Then, as if that’s not bad enough, you know the two brothers, Cain and Abel? Well Cain kills Abel. Murders him, just like that! My Abel. The one I made and loved. Dead. And I only know about it because his blood cried out to me from the ground itself. Because Cain is not taking responsibility either. He keeps saying, ‘Am I my brother’s keeper?’ over and over. As if he’s not. I’ve had it. I’ve had it! I’m starting over.”
Sermon Part 1
When God decides to shake up the Etch-a-Sketch and start over with this world, the vehicle for preserving life is not a boat, it’s a box. I know it’s always portrayed as a boat in the picture books, usually a very lovely wooden boat with a bow and a stern, a port and a starboard, lots of windows, maybe with oars and maybe with sails, with all the happy-looking people and animals hanging out on the deck. But in the actual text, the life support system that God instructs Noah to build is just a big, multi-story box. There are careful instructions for the shape and dimensions of the box, so many cubits high and wide, the edges sealed with pitch. And it is to have only one window.
This window has been a mystery over the years because the Hebrew word tsohar that’s usually translated as “window” in this story doesn’t appear anywhere else in the Bible. So you can’t really know what it means. Some rabbis have said that Noah is told to put in a skylight; others say it’s a radiant gem that glows with its own inner light. Maybe even Noah doesn’t know what a tsohar is. But in order to save himself, his family, and all of life on earth, Noah (who is 600 years old, by the way), is told to build a box with one mysterious light source, get everyone to climb in, with no ability to guide it, and surrender to whatever happens. And he does it. They all do it. And once everyone’s inside the ark, the text says, “God closed it for him.”

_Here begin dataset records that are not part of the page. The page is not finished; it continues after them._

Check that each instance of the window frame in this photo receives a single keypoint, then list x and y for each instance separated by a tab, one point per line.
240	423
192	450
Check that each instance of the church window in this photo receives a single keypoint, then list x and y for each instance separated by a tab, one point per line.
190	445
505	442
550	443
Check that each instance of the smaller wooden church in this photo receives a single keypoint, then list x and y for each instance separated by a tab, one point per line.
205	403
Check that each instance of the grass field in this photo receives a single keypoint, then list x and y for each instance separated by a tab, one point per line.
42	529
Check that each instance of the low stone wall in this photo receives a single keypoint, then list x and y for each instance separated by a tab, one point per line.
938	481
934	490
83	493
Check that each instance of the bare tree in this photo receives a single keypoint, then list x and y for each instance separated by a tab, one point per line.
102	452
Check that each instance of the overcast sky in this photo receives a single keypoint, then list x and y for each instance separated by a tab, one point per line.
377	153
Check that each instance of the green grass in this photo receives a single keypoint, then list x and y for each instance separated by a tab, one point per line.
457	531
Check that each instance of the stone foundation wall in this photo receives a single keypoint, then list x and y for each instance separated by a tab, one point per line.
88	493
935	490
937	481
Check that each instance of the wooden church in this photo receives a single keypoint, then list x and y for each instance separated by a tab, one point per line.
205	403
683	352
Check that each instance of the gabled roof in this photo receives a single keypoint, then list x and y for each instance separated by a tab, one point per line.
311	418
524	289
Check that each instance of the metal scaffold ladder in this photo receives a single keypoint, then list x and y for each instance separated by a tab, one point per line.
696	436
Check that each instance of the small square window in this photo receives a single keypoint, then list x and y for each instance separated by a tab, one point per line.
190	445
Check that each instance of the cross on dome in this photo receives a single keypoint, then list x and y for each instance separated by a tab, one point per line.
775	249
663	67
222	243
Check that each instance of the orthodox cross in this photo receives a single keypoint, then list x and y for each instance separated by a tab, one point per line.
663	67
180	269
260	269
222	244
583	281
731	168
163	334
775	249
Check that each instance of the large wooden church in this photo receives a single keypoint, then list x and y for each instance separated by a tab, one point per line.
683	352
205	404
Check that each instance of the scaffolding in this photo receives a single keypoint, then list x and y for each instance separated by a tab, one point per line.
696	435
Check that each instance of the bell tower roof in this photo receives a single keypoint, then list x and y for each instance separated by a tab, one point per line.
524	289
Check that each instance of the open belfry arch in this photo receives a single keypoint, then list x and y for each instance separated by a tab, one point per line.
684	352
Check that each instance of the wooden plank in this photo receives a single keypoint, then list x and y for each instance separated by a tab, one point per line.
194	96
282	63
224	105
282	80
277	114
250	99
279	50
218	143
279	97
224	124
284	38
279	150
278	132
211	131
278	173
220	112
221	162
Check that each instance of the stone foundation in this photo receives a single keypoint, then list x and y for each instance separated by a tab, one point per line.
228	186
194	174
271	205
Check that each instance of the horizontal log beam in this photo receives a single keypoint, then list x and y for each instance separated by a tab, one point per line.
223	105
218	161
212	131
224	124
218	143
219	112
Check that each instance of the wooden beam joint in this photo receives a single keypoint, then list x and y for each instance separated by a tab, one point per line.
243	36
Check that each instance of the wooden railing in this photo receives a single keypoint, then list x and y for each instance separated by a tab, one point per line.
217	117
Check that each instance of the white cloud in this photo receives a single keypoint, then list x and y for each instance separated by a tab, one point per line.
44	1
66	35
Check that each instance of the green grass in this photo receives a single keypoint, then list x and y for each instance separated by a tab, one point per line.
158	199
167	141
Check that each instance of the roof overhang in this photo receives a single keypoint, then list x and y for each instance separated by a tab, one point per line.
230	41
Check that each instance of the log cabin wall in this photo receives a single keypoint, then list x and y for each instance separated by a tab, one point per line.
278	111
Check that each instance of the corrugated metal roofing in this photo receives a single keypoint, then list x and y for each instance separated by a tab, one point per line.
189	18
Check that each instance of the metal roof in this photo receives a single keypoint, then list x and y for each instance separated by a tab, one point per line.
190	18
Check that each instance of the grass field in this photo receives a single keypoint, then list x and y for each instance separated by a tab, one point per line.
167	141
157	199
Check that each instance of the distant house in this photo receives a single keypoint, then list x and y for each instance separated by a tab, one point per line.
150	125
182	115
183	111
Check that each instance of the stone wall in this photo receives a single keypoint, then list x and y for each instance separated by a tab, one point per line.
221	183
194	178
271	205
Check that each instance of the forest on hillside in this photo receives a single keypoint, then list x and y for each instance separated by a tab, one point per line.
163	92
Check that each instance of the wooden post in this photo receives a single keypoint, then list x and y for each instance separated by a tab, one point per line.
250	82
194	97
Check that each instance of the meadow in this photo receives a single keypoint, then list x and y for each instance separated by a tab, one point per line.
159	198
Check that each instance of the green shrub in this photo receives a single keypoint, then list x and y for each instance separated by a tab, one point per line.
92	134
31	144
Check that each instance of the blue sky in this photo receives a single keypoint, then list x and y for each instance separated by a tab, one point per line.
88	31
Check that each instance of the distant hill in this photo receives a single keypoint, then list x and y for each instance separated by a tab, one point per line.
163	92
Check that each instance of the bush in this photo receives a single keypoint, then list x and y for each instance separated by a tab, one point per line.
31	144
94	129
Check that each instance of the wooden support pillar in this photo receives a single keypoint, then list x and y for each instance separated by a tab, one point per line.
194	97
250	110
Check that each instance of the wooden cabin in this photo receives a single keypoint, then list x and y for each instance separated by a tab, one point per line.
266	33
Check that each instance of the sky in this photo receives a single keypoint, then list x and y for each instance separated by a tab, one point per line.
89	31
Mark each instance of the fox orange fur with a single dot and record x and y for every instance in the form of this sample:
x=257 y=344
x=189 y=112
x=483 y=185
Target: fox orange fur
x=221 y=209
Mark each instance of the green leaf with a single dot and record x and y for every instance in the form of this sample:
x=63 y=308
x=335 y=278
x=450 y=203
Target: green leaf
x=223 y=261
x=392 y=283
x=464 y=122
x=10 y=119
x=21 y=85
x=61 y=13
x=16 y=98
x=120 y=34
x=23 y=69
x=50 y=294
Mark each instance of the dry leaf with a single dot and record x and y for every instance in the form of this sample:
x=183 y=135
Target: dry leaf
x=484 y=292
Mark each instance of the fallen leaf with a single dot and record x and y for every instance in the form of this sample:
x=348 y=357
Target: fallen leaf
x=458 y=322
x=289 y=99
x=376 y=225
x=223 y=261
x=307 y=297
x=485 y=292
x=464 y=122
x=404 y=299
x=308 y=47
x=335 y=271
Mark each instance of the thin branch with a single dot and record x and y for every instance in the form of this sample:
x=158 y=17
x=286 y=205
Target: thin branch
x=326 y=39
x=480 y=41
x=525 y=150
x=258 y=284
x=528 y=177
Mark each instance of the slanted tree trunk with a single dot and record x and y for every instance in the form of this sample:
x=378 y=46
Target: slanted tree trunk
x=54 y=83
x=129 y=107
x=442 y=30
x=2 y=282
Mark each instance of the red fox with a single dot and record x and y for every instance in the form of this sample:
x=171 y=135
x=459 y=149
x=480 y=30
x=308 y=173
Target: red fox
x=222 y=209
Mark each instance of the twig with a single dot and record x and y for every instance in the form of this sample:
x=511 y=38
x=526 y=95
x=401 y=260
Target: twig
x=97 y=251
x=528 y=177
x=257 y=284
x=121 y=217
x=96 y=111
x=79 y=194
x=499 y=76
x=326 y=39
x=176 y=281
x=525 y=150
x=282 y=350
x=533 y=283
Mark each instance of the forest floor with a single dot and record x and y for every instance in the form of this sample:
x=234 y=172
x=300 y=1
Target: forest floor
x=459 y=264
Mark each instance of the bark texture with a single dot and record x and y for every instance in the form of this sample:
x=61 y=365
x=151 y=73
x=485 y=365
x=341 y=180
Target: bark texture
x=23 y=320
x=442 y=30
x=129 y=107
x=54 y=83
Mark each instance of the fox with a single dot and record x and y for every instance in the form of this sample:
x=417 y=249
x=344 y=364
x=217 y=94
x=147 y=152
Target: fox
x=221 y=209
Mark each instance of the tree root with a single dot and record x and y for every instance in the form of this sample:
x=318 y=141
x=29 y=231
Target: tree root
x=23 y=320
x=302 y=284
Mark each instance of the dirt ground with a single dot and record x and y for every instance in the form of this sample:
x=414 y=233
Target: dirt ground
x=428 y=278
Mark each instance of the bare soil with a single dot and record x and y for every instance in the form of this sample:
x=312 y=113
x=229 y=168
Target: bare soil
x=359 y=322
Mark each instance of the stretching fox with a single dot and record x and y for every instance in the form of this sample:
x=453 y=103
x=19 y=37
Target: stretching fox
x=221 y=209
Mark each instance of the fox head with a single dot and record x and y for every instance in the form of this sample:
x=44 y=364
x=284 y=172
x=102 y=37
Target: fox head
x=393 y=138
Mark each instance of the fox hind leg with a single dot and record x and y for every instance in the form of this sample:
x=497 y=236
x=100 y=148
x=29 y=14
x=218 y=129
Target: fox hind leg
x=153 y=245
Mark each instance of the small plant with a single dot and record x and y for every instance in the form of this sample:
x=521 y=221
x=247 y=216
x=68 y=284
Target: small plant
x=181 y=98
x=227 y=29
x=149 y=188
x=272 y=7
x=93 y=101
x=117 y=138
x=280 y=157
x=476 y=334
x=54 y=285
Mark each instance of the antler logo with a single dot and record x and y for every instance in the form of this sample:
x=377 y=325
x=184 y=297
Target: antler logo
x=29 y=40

It’s a really scary image. Especially as the flood waters start pouring in. To be a human in that ark, in that box, would have been to be drowned in helplessness. And maybe that was the point. Maybe that was the spiritual education that humanity had to undergo. Because when you think about God’s profound disappointment in humanity – it was because of our abuse of the gift of human agency.
From an initial state of harmony with the natural world where we were given everything we needed, the first humans took more. Our sense of entitlement to take and take with no limits alienated us from the land. We were exiled from the garden and then it says that the land became hostile and “sprouted thorns and thistles” at us. And in the story things just got worse from there. With the new pressures of scarcity, jealousy and greed cropped up. Brothers fought. Cain murdered Abel and then refused to take responsibility for it. The earth itself protested and cried from the ground.
We now have a picture of humans at war with the earth and one another. We are obsessed with controlling our environment – taking beyond our limits – the grabbing and the claiming of the fruits of every tree as ours for the taking.